“Of” versus “With.” Covid deaths are getting harder to count, but they still matter.
Whether or not Covid is the main or contributing cause of a death matters less than many think. Too many people are still dying overall.
Note: I originally published this essay on Bulletin.com on November 4, 2022. A CDC analysis with the same findings was published November 16, 2022.
Did that patient die "of Covid" or "with Covid?"
Early in the pandemic, just about every Covid-19 death looked the same.
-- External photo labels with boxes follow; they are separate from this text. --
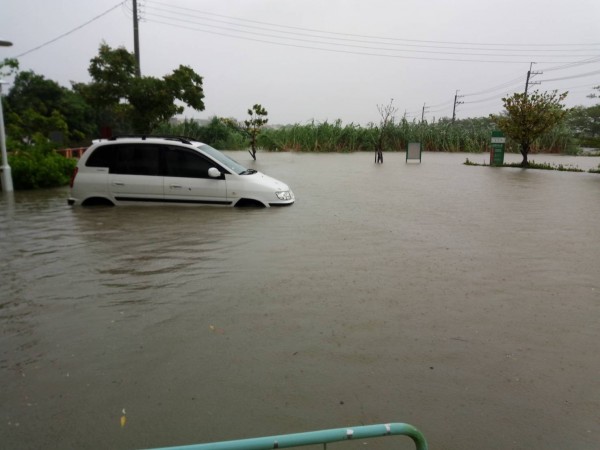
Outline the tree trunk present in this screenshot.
[248,135,256,161]
[521,142,529,167]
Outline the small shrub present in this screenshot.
[8,146,77,190]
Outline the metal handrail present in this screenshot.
[145,423,428,450]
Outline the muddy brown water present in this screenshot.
[0,152,600,450]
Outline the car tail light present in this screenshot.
[69,167,79,188]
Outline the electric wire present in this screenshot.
[146,1,600,48]
[14,0,128,58]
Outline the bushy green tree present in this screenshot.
[490,91,568,167]
[8,142,77,190]
[74,44,204,134]
[5,66,94,145]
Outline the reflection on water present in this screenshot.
[0,153,600,449]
Patients had pneumonia all over the lungs, had low oxygen levels, were gasping for air, and were dying either before they could be placed on a ventilator, or despite it.
The numbers were staggering, as we all know. Among doctors filling out death certificates, the “underlying” cause of death among Covid-19 patients was almost always straightforward: Covid-19. Virtually all Covid deaths were in people clearly dying "of" Covid.
But death certificates also have “contributing” causes of death. Figuring out which disease was the underlying cause and which were contributing causes can be easy or hard, depending on the case. When someone clutches their chest, collapses, and dies, a heart attack should probably appear as the underlying cause of death, while some underlying conditions like high blood pressure and diabetes might appear as contributors.
Many times, it’s more complicated. If a patient with advanced cancer gets influenza and dies, what was the underlying cause of death? Was it the influenza infection? Or would they have survived that illness if their cancer had not wiped out their immune system?
As the pandemic protracts, these types of questions are getting harder with respect to Covid. Covid patients rarely have that awful pneumonia we used to see on every x-ray and they rarely have low oxygen levels, like we saw early on. That doesn’t mean Covid did not kill many or most of them, though. Indeed, most deaths in people who died while infected with Covid-19 were not merely “incidental Covid deaths,” where Covid had no role in the death and just happened to be along for the ride (e.g., rare cases where a patient dies after going to the OR for a gunshot wound and happened to test positive for Covid). It’s just a little less clear how much of the blame Covid deserves in many cases nowadays. Imagine a patient who dies of a stroke during the peak of a Covid illness. Does Covid deserve 20% of the blame or 80%? Did the patient die "of Covid" or "with Covid"? It's impossible to know.